Zaur Mansurov was born in Tashkent in 1979. From 1994 to 1998, he studied in the department of design and book illustration at the Republican Art College. Since 1998, he has been a student in the department of monumental painting at the Kamaliddin Behzad National Institute of Art and Design.
Zaur Mansurov’s work has been shown at a number of exhibitions. They include “My Territory” (1997), “Young Talent” (1998), “New names” (1999), “Youth Exhibition” (2000), the exhibitions celebrating Independence Day, the Kamaliddin Behzad anniversary (2000) and the Navruz festival (2001), and the “Summer Show” (2001).
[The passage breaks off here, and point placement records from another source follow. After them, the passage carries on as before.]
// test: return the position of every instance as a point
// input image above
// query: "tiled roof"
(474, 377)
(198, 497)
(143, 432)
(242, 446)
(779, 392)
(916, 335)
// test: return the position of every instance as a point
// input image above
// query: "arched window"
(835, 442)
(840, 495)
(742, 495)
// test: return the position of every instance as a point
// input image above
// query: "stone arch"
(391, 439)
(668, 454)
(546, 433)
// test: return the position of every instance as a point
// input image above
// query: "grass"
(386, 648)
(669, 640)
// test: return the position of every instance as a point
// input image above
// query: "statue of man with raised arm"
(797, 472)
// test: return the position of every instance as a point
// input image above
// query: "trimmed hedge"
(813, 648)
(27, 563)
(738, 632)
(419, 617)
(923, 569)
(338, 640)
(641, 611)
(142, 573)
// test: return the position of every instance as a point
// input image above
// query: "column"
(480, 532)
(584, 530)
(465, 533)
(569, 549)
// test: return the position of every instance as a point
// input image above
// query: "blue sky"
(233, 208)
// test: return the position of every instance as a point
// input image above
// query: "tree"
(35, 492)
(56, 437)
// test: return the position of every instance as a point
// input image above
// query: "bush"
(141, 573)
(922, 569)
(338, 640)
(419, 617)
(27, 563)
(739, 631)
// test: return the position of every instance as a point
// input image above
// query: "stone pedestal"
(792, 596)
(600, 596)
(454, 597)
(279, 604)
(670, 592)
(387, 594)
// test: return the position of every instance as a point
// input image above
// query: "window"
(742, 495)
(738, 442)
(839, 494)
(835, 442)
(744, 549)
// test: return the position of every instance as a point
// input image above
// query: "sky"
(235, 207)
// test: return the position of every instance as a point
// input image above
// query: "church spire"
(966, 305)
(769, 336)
Mansurov won a prize at the Behzad anniversary exhibition.
“Where are the sources of my creative work? The East is my starting point, the element equivalent to air. It is varied and inexhaustible for the creative individual. On the other hand, the East is unthinkable without the West. The union of these opposing principles provides endless opportunities for the discovery of unusual, sometimes unique images. The philosophical contemplation and mysticism of the East, allied to the precise rationalism and free creative thinking of the West. The preservation of the traditions of the East and the constant revolutionary changes of the West. The soul of the East and the mind of the West (and vice versa). These oppositions underlie our contemporary art, so that Eastern postmodernism exerts an enormous influence over me.
“I see the moment of truth in the interaction between these two opposites. These constituents are infinite: man cannot exist without woman (and vice versa), nor can love without hatred, beauty without ugliness, day without night, the three dimensional without the flat. The series can be continued endlessly. We say: ‘Beauty will save the world’, thereby depicting ourselves as people who live in a realm of darkness, but do not lose hope.
The fairytale is another element that speaks with the strings of my heart. Ordinary human feelings always underlie the uncommon display of the imagination and the vivid images of fantastic characters. Consequently, the wall between the imagination and reality in my subconscious is very fragile, if it exists at all.”